Besides the cost, many are critical of how PGS is frequently used. While it often identifies embryos with a higher chance of implanting and becoming a baby, it has drawbacks: a small amount of damage occurs when the embryo is biopsied to remove cells for testing; the genetic testing systems sometimes don’t work; and freezing may damage the embryo. More important, a condition called mosaicism, where some of the cells in a generally normal embryo are abnormal or some of the cells in a generally abnormal embryo are normal, can lead to test results that do not accurately reflect the chromosome status of the embryo.

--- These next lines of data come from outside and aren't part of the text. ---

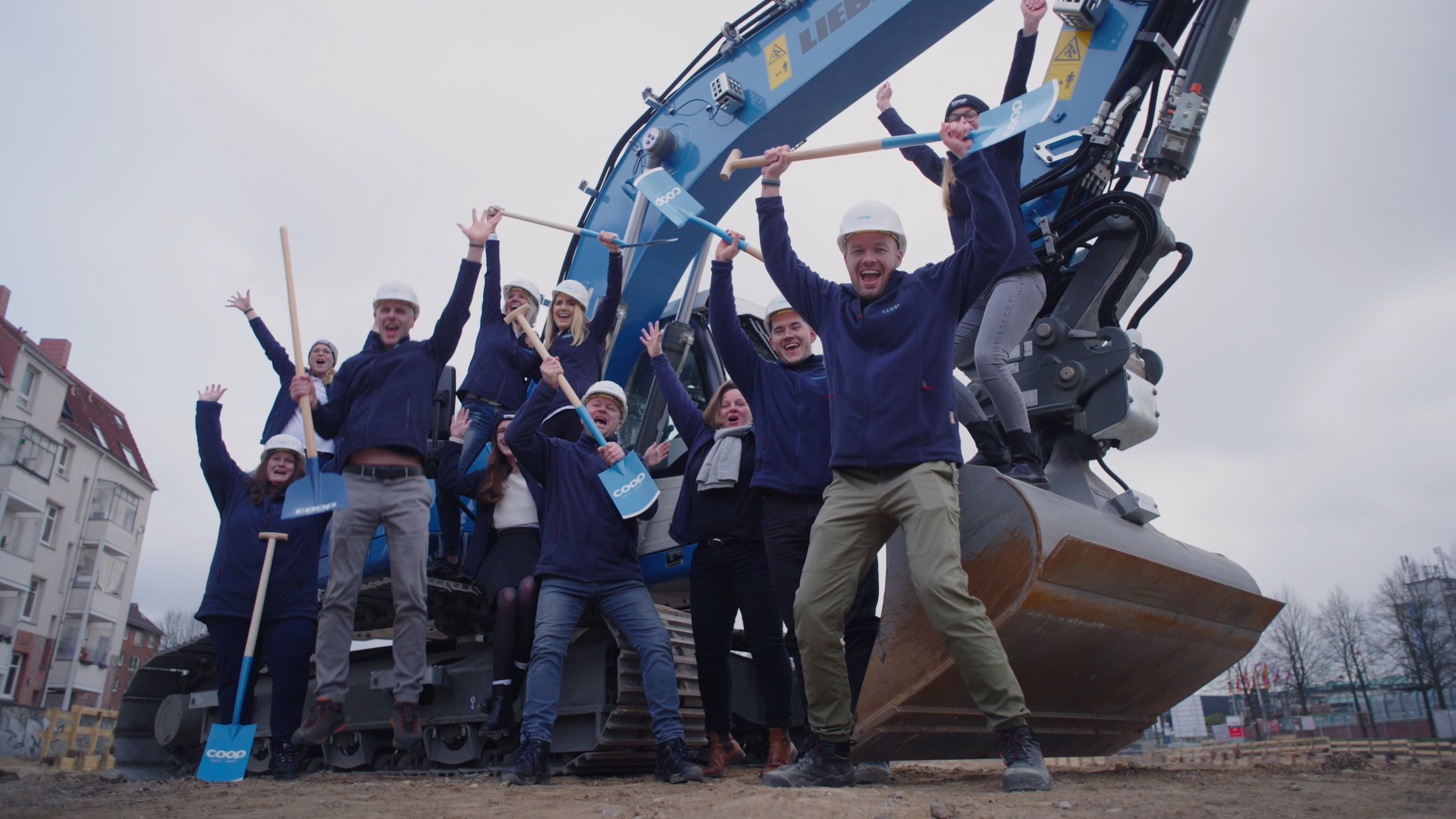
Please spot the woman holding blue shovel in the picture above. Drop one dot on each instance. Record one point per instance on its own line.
(249, 503)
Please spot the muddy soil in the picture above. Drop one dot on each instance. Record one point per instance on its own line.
(916, 792)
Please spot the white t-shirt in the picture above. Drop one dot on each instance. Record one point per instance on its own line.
(517, 507)
(294, 426)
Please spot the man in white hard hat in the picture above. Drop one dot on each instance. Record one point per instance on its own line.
(588, 557)
(894, 449)
(379, 416)
(492, 387)
(789, 400)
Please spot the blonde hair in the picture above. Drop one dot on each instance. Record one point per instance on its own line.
(579, 324)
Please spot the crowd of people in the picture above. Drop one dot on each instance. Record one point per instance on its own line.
(797, 471)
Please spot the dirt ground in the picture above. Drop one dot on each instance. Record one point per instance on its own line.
(918, 790)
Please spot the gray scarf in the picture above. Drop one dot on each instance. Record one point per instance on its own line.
(724, 460)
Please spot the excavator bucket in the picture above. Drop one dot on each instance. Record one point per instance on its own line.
(1107, 626)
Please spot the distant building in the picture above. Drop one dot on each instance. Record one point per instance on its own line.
(142, 643)
(74, 496)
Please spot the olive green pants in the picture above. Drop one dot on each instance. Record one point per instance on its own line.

There is still controversy about how often these problems result in wrongly categorizing an embryo – the range is 10-40 percent with an average estimate of 20 percent. PGS can be used to increase the pregnancy rate and lower the miscarriage rate on at least the first embryo transfer, but likely reduces the overall cumulative chances of having a baby from a single IVF cycle by 20 percent. New challenges include determining more precisely how common mosaic embryos are, how best to detect them, and whether some mosaic embryos should be transferred because they might still result in a healthy baby.

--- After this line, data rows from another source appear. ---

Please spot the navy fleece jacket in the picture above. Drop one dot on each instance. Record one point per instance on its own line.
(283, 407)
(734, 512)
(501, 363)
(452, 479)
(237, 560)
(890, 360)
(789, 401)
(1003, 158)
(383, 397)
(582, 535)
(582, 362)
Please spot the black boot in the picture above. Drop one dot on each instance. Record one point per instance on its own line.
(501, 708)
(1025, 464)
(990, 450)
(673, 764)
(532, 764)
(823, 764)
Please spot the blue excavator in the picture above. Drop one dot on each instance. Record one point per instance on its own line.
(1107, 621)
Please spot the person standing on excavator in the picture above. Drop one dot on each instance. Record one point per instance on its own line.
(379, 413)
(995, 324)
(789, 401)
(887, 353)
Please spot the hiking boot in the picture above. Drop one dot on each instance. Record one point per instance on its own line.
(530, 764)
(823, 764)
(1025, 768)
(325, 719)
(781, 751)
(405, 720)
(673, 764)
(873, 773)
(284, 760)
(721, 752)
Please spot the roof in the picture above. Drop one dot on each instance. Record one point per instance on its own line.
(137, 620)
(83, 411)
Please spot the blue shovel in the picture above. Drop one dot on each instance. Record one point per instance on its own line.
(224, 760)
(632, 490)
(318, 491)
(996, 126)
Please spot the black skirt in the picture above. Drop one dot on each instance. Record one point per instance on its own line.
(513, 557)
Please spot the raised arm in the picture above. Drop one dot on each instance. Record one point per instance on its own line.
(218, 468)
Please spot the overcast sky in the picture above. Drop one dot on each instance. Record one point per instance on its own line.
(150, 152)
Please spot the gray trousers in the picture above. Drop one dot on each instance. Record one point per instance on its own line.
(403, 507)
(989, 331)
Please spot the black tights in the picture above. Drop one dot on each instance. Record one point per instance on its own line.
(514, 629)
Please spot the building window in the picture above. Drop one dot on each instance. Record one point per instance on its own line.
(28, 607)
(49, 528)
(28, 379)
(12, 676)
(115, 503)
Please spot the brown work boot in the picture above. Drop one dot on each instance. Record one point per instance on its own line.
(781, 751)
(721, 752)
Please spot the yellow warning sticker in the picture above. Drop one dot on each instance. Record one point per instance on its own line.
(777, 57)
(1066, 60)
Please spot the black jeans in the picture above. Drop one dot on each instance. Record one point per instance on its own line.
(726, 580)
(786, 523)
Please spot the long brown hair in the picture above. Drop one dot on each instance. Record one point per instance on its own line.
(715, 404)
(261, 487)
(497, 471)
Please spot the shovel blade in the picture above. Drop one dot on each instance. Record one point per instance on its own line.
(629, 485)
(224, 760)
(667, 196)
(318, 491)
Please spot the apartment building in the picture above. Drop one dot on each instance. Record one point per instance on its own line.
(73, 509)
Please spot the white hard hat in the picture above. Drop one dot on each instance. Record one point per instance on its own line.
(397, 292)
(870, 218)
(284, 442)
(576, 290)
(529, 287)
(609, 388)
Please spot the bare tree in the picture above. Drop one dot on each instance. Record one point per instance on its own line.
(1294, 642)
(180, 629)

Finally, there’s another caveat from the American Society for Reproductive Medicine (ASRM), “Genetic screening may help identify couples who have an increased risk of age-related or familial genetic disorders and birth defects. No single test, however, can accurately predict the risk of all defects in a child, and many birth defects, such as those related to environmental and toxic exposures and those that are random and unexplained, are not genetically based and may not be detected with genetic screening.”

Talk to your fertility specialist about PGD/PGS

When you’ve tried unsuccessfully to get pregnant and decide to undergo infertility treatment, there are many factors to consider. The same is true for pre-implantation genetic testing – it’s complicated. In this instance, your fertility specialist can help you discuss your options. Once your baby becomes a teenager, it’s also complicated – but then, you’ll be on your own!

New names for PGD and PGS

Additionally, the terms PGD and PGS are now being replaced by new terminology in The International Glossary on Infertility and Fertility Care. The new name for all tests is Preimplantation Genetic Testing (PGT). When done for aneuploidies, it is PGT-A; for monogenic/single gene defects PGT-M; and for chromosomal structural rearrangements, it is PGT-SR. So, what was called PGD is now PGT-M and what was called PGS is now PGT-A or PGT-SR. It will likely take several years for the new names to take hold, so it is acceptable to use either now.